Brun: A morte de Sócrates

A morte de Sócrates, segundo Jean Brun

Repetidas vezes se quis fazer de Platão o primeiro filósofo ocidental para quem sabedoria era sinônimo de conhecimento. Para um Nietzsche uma tal atitude consagraria a perda definitiva da grandeza dessa visão trágica do mundo que se encontrava nos primeiros filósofos gregos; para um L. Brunschvicg, o esforço platônico apoiado sobre o «aqui não entre quem não seja geômetra» teria sido, pelo contrário, uma tentativa meritória que iria anunciar a civilização dos tempos modernos; mas uma tentativa modesta de mais que não foi capaz de se libertar de maneira definitiva dessa forma de pensamento pré-lógico que é o mito. Por muito sugestivas que sejam estas apreciações fundamentalmente opostas, esquecem que se Platão conseguiu encontrar, no ensino de vários pitagóricos, ao mesmo tempo uma ciência e uma mística do número, o acontecimento capital que marcou a sua vida foi a condenação à morte de Sócrates, a um ponto tal que se pode dizer que a morte de Sócrates teve no desenvolvimento do pensamento de Platão uma influência maior que o seu ensino.

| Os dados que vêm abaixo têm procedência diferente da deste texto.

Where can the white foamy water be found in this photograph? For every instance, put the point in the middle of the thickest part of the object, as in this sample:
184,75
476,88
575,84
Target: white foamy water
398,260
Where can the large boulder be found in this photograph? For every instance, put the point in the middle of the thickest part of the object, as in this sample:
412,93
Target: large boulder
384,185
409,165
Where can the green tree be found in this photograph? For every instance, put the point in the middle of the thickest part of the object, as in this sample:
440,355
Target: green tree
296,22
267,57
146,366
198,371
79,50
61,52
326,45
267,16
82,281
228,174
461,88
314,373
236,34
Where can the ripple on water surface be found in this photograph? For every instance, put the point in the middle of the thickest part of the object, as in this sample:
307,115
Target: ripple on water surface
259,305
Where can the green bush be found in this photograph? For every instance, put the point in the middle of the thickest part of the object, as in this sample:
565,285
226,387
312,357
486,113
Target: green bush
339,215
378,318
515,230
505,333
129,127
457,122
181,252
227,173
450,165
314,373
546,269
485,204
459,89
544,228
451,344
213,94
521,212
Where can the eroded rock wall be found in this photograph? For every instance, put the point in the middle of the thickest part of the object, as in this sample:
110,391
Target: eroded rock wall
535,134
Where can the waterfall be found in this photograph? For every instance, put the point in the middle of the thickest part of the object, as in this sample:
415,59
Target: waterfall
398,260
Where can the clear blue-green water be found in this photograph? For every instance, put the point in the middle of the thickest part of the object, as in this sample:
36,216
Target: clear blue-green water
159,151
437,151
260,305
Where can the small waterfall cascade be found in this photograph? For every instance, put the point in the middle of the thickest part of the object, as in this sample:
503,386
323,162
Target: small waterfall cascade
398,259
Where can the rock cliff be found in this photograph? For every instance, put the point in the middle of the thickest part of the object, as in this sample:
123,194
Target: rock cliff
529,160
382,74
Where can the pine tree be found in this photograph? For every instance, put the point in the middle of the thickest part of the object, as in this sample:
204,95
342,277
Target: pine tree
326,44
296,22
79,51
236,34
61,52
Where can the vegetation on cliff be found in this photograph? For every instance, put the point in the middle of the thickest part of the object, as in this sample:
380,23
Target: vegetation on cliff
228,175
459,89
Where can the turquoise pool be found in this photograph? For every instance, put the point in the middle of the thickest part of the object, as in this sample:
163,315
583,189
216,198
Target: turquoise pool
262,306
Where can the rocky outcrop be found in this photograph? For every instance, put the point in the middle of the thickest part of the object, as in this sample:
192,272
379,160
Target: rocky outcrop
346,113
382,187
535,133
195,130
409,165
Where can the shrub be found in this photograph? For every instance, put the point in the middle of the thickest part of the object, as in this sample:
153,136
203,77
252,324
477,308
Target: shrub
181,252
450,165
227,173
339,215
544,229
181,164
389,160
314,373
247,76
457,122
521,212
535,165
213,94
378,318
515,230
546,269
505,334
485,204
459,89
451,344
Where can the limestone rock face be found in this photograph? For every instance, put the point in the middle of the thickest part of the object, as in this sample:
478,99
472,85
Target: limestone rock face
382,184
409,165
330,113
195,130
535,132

A morte de Sócrates é um escândalo e um crime cometido pela Cidade, mas como é que o Mal se sobrepôs ao Bem, a Mentira à Verdade e a Injustiça à Justiça? Sócrates tinha levado uma vida exemplar, defendendo a sua cidade quando esta se encontrava em perigo e esforçando-se por fazer refletir os Atenienses de modo a torná-los melhores; no entanto, Sócrates, que nas suas conversas dialogadas desmontava com a sua maiêutica e a sua ironia os argumentos especiosos dos sofistas, foi vencido por advogados odiosos e sem talento. Ao ensinar a virtude e ao dar o exemplo, Sócrates atraiu a inimizade e a calúnia de acusadores que o denunciam como ímpio e corruptor da juventude; como pôde a cidade de Atenas ser a tal ponto ingrata com um dos seus melhores cidadãos, como podem ter sido os discursos falsos mais persuasivos que os verdadeiros? Eis a questão posta por Platão e que o levou a colocar o problema da educação dos homens e da organização da Cidade no fulcro da sua filosofia. A filosofia deve dar-nos a luz que nos permita encontrar a justiça na vida privada e na vida pública. As viagens de Platão à Sicília, a extensão da República, do Político e das Leis testemunham da importância atribuída por Platão aos problemas de ética e de política; é necessário preparar os homens para uma vida justa e para a compreensão de que uma cidade só será próspera se os filósofos governarem ou se os governantes se dedicarem à filosofia (República, V, 473, d, Carta VII, 326 b ).

Deste modo, se podemos dizer com Nietzsche que os predecessores de Platão eram antes de tudo pensadores trágicos que meditavam sobre a condição do homem perante a Natureza e o Destino, não é menos verdadeiro afirmar que Platão refletiu sobre um outro aspecto trágico da condição humana: aquele que lhe foi revelado pela condenação à morte de Sócrates e que provém da injustiça da Cidade. Se existe uma tragédia do homem no mundo, tragédia que mais de um poeta e mais de um mito nos contam, também existe uma tragédia do homem na Cidade, mas esta não é apenas um drama vivido, deve ser também um drama denunciado. Foi a essa tarefa que Platão dedicou a sua vida.